Traditional large language models, which power services like ChatGPT and Claude, generate text one word at a time in a sequential process. Mercury’s approach is radically different—it creates an entire response simultaneously as a rough draft, then iteratively refines it into coherent text.
“This is the first production-grade diffusion-based large language model,” said Inception Labs in materials demonstrating the technology.
How Diffusion Models Work
The technique draws inspiration from how AI creates images. When generating pictures, these systems start with random noise and gradually refine it into a recognizable image. Mercury applies this same principle to text generation.
In a demonstration comparing traditional models to Mercury, the difference is striking. While conventional systems needed 75 iterations to complete a response, Mercury Coder required just 14. The resulting speed difference is dramatic, with Mercury operating at over 1,000 tokens (roughly words) per second on standard hardware.
This breakthrough could solve one of AI’s current limitations: waiting time. Coding assistant users often wait 5-15 minutes for the AI to generate complex solutions. With diffusion models, that time could be reduced to seconds.
Real-World Performance

In a live demonstration, Mercury created a particle system that follows mouse movements within seconds of receiving the prompt. It similarly produced a Bayesian model in Python almost instantly.
The system’s speed becomes apparent when compared directly with leading models. In a side-by-side test, Mercury completed a coding task in just 6 seconds, while Claude and ChatGPT took 28 and 36 seconds, respectively.
Expert Analysis
Andre Karpathy, a prominent AI researcher, noted the significance of this approach. “Most image and video generation AI tools actually work this way and use diffusion, not autoregression.
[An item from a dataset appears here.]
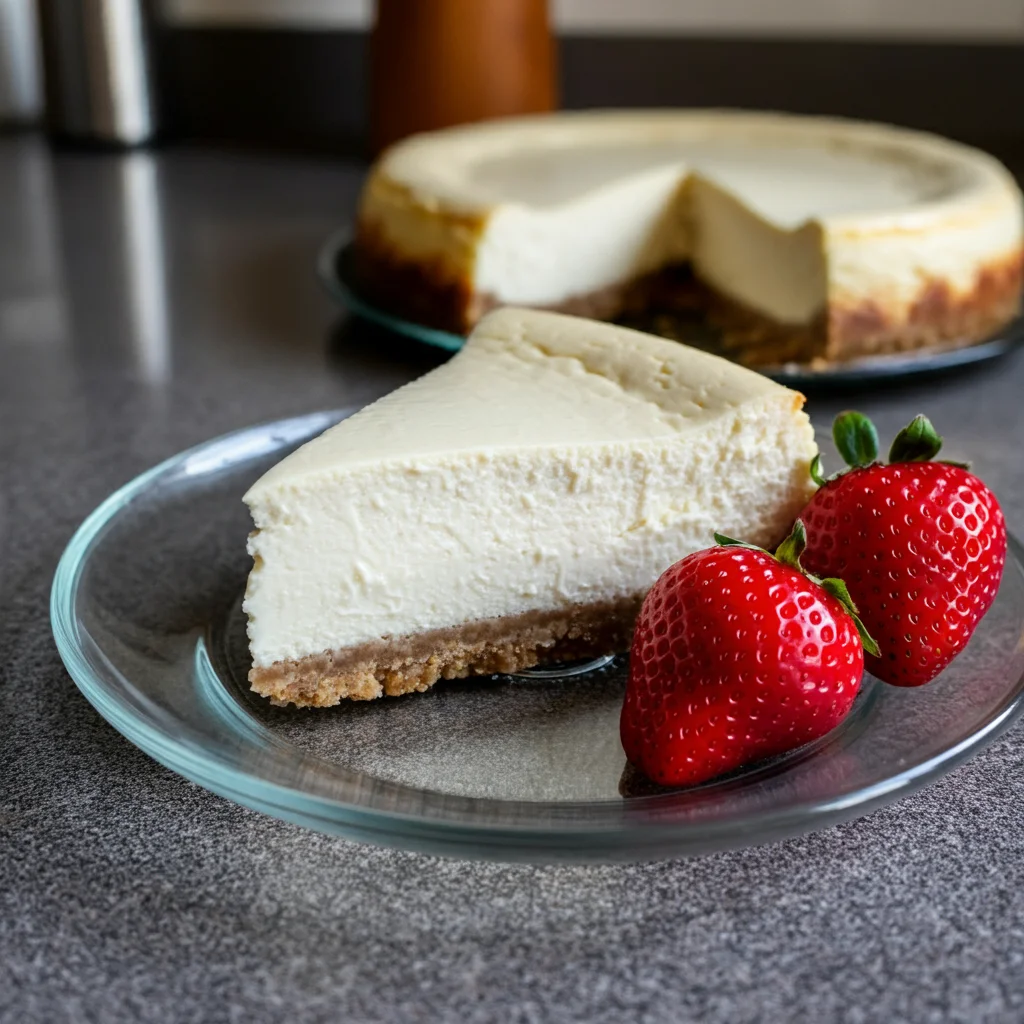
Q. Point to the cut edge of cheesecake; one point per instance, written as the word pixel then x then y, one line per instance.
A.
pixel 682 407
It’s only text and sometimes audio that have resisted,” he commented.
Karpathy suggested this model “has the potential to be different and possibly showcase new unique psychology or new strengths and weaknesses.”
Beyond Speed: New Capabilities
According to Inception Labs, diffusion models offer advantages beyond mere speed:
Better reasoning: Since these models can see their entire output at once, they can better structure responses and potentially correct their own mistakes.
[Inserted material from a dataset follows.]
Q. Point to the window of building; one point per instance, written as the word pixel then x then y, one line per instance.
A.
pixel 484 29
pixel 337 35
Agent acceleration: AI agents, which perform complex tasks through multiple steps of reasoning, could work much faster when powered by diffusion models.
Controllable generation: The ability to edit output and generate text in any order could allow for more precise formatting and better alignment with safety requirements.
Edge applications: The smaller computational footprint means these models could run effectively on personal computers rather than requiring cloud servers.
A New Era for AI?
This breakthrough comes as major AI labs have increasingly focused on “test time computation”—allowing models more time to think through problems. Diffusion models could make this approach much more practical by dramatically reducing the time and cost involved.
While a paper proposing similar techniques was published about a month ago, Mercury represents the first working implementation of a diffusion-based language model available for public testing.
If Inception Labs’ claims hold true in widespread use, this technology could fundamentally change how developers and companies interact with AI, potentially making advanced language models more accessible and useful in time-sensitive applications.